Brexit or Bremain? It’s an impossible topic to avoid, and polls have so far failed to pin down a clear winner. On 23rd June, Britons will be voting on a land-mark decision on whether or not the UK remains in Europe or leaves to stand on its own.
There has been much debate over what the outcome will mean for businesses, and the decision could bring major changes to the way business owners conduct their companies both in and outside the EU.
Many believe the Government are using the ‘fear factor’, positioning the vote as Stability and Prosperity (Remain) or Crisis and Disaster (Leave). Whilst many companies may agree with this, backlash from speaking out against the Scottish referendum has left them nervous to speak up, and businesses this time are being more discreet as they are conscious not to appear biased. According to a survey by YouGov in February 2016, 96% of big businesses want to stay in Europe, but only 47% of SMEs agreed.
Opposing letters have been sent by both the Remain and Stay camps, and we take a look at some of the arguments from these companies.
Vote Remain Camp
Innocent Drinks founder Richard Reed has thrown his weight behind the campaign for Britain to stay in the EU by sending a letter signed by over 200 entrepreneurs to The Times in February. The letter had the backing of a large number of companies including Skype, Net-a-Porter, Jack Wills, and Lastminute.com and the campaign is chaired by Ocado Chairman and former Marks & Spencer CEO, Lord Rose. The letter expressed that Brexit would cause ‘economic’ shock, as well as being incredibly damaging to start-up companies. As it stands, start-up companies benefit from “being able to do business within Europe’s single market of 500 million consumers, with one set of regulations across 28 countries, and the ability to recruit the brightest people here and across Europe”. Although it is unknown what would happen to these regulations if Britain were to leave the EU, it is undeniable that free trade deals with EU countries will become void and will have to be re-negotiated. It is uncertain whether the new terms will as beneficial and it has also been argued that the UK no longer has the experience of negotiating trade agreements alone nor at the level needed.
Sir Terry Leahy, Justin King, Marc Bolland and Sir Ian Cheshire, the former heads of Tesco, Sainsbury’s, Marks & Spencer and B&Q, have also written a letter warning of Brexit, published for “Britain Stronger in Europe”. They claim the move could prove “catastrophic” for millions of families and believe that exiting “would hit consumers the hardest” as prices and inflation would rise. It would damage the strong relationships companies have built with their EU supplier partners, and the broader innovation and digital agenda. The letter also claimed that a Leave vote “would probably mean further depreciation of the pound, driving up the price of imported goods for consumers”, a point that HSBC have backed up, agreeing that leaving Europe could wipe 20% off the pound.
Vote Leave Camp
However, there are plenty of businesses that back Brexit, and the Vote Leave campaign published their own letter, signed by a similar number of business leaders, including JD Wetherspoon founder Tim Martin, luxury hotelier Sir Rocco Forte and Luke Johnson, Chairman of café chain Patisserie Valerie. Tim Martin argued it would be better for business “if we regain control of our own laws and economy” and “in many respects” EU membership has harmed his company. Martin has even gone as far as printing 200,000 beer mats for his pub chain calling for the UK to leave the EU!

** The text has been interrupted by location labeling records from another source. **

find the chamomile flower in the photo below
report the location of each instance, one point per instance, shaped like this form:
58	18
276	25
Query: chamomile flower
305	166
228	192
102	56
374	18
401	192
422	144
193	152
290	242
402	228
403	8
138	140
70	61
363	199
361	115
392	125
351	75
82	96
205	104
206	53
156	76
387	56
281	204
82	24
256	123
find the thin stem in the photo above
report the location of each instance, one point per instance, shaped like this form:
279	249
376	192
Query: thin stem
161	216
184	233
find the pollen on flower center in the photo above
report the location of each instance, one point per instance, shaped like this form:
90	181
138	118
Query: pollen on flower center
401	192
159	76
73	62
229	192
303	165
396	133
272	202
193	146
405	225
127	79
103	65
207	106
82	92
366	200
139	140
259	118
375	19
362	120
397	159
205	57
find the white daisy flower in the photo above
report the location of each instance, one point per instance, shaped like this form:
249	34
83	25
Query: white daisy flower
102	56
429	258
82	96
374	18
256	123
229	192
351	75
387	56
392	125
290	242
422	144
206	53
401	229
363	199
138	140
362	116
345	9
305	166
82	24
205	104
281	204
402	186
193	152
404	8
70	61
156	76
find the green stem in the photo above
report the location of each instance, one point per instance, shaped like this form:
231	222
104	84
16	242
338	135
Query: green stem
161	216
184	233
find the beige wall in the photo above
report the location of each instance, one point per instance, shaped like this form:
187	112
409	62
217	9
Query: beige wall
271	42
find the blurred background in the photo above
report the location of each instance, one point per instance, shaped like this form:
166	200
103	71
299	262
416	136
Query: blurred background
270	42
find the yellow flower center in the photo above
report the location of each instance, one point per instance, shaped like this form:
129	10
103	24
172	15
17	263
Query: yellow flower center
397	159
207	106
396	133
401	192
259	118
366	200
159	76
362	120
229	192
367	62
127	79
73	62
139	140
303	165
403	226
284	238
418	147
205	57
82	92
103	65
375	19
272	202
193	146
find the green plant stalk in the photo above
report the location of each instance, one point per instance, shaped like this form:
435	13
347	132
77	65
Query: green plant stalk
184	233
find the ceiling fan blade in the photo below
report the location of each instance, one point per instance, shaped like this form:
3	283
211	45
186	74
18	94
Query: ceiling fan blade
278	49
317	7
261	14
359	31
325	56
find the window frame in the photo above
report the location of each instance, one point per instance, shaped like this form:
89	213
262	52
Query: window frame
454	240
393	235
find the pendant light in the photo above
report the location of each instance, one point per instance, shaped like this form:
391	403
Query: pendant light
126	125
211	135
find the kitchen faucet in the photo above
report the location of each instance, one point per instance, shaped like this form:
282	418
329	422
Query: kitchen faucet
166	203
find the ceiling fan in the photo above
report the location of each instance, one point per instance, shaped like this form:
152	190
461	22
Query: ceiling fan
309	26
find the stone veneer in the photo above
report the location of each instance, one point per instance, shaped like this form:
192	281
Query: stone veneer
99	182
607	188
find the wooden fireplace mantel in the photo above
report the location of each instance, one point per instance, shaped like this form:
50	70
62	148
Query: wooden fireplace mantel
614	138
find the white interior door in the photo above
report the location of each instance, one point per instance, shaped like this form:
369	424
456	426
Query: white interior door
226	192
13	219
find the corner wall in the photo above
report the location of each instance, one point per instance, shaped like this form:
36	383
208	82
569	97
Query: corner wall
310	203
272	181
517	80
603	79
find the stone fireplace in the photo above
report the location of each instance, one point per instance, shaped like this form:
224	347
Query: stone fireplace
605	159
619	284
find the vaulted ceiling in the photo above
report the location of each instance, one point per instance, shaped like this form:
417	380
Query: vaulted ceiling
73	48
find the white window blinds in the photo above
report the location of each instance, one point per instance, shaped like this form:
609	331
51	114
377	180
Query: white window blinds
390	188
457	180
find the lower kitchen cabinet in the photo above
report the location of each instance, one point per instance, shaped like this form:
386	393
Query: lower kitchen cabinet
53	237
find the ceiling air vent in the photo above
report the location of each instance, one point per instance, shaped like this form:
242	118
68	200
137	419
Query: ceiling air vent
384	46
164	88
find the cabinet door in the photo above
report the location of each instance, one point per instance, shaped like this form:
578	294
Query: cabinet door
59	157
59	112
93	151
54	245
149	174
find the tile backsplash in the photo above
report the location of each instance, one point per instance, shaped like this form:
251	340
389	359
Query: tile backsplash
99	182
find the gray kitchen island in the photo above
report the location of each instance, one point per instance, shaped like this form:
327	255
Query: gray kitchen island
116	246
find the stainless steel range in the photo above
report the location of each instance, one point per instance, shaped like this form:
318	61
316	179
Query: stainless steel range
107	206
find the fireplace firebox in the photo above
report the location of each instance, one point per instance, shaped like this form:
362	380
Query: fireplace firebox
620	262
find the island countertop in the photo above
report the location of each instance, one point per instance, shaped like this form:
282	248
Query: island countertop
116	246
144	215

The EU is often considered responsible for unnecessary red tape, making it more difficult and expensive for British businesses to operate freely. Leaving Europe would free up some of these regulations, helping businesses to operate under their own direction and as they see best.
Some companies have not aligned themselves to a camp, and believe that the outcome will not affect them. Chief Executive of Primark-owner Associated British Foods, George Weston, believes that they would not be damaged by Brexit and it “isn’t a major threat to us one way or the other”. Weston added that they have a natural hedge between euro and sterling earnings and do not move much manufactured food product between the Eurozone and the UK as their supply chains are local. Changes in tariffs or currency are therefore not expected to affect AB Foods.
Dave Lewis of Tesco has also commented that it should be a “matter for the British people to decide” and he will not be commenting on his own thoughts. George Osborne remarked that he does worry about “people on both sides treating this as a public relations campaign rather than as a debate on the future of our country” and people are “inclined to exaggerate because they feel they are selling a position”.
With large corporations divided on this issue, it is clear to see the difficulty in predicting the outcome of the referendum!